Ini baru sebagian cerita kecil, masih banyak orang-orang yang memiliki penyakit jiwa yang berkeliaran di jalan-jalan. Mereka terancam mendapat kekerasan seksual atau bahkan dapat menjadi obyek mutilasi untuk keuntungan suatu pihak yang menurutku pihak ini lebih parah kegunjangan jiwanya daripada mereka yang berpenyakit jiwa. Beberapa waktu lalu aku melihat berita di TV, seorang wanita yang mengidap gangguan jiwa di pasung di rumah, tapi ia sempat hamil dan melahirkan berkali-kali dan anak-anaknya di titipkan di panti asuan, ada lagi wanita yang mengidap penyakit serupa melahirkan anak di kuburan, subbnallah meskipun anak itu di lahirkan oleh orang-orang yang sakit jiwanya tapi anak-anak itu aku lihat komentar di TV, mereka lahir dengan selamat dan sehat. Dan masih banyak berita-berita yang memberitakan hal semacam itu serta kejadian-kejadian yang tak terekspos media karena mungkin mereka golongan minoritas yang sering terlupakan oleh kita semua.
Masih banyak orang-orang yang menertawakan kekurangan orang lain semacam itu. Adakah orang yang masih mau perhatian deangan mereka, dan tidak mengganggap mereka hina sekalipun mereka berbahaya, tapi mereka itu tidak untuk di jauhi atau di asingkan dari pergaulan kita. Sekalipun keberadaan mereka pun tidak diakui sebagai subyek hukum. Pertanyaannya, apa solusi untuk mengurangi penderita gangguan jiwa? Adakah UU/peraturan pemerintah yang mengatur tentang mereka? Adakah TIM sukarelawan yang mau mengadakan pendampingan untuk pemulihan mereka? Adakah hal-hal semacam itu mendapat perhatian dari pemerintah dan masyarakat?

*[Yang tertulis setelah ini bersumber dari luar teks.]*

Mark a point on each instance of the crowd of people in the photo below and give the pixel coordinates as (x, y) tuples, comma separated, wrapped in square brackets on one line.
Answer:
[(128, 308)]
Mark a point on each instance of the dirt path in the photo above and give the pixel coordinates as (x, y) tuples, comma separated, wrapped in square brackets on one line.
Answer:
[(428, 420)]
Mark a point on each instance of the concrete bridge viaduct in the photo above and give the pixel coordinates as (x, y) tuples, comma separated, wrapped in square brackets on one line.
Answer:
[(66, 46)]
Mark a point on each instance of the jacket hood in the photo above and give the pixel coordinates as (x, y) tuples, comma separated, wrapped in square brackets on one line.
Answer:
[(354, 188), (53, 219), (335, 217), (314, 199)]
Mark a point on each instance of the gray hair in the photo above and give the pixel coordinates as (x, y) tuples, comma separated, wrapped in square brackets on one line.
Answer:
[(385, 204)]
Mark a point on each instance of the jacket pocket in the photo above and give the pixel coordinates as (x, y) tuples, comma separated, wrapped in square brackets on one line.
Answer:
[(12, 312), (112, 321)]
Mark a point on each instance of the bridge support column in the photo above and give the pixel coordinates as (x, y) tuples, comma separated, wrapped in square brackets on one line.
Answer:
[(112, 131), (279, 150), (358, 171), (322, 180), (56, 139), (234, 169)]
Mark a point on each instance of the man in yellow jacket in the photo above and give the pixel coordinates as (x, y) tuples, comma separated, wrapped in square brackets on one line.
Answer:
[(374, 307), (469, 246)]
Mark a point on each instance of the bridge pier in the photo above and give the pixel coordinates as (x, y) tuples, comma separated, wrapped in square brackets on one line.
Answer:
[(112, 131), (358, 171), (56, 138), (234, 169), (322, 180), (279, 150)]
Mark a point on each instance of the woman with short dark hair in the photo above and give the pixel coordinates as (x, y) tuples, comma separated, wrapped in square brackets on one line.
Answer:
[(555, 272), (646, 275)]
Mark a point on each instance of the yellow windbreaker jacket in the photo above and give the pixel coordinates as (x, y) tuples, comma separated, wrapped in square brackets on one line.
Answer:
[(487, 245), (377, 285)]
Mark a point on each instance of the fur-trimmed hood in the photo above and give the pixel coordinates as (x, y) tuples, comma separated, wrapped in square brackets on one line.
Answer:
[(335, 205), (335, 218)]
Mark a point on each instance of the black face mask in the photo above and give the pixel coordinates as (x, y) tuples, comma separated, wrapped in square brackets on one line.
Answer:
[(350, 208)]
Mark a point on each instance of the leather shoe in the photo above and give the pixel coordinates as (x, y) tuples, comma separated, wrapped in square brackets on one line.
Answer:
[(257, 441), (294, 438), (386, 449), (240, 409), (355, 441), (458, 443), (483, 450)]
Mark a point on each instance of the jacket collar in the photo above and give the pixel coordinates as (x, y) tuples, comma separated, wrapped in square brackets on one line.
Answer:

Saya pernah melihat berita di TV, ada tempat penampungan dan pemulihan orang-orang yamg menyandang gangguan jiwa di suatu daerah di jawa timur. Mungkin mereka sperti LSM dan di bantu oleh pemerintah daerah setempat untuk menciptakan rumah perlindungan bagi orang-orang yang menyandang penyakit jiwa. Di situ ia diberi pengobatan dan pembinaan, tak sedikit dari mereka sembuh dan dapat mengingat keluarganya kembali. Aku yakin tiap penyakit pasti ada obatnya jika masih ada orang yang mau peduli terhadap sakit mereka. Seharusnya tak perlu mereka jadi orang gila abadi samapai akhir hayat jika mereka mendapatkan perhatian dari masyarakat pada umumnya dan pemerintah pada khususnya.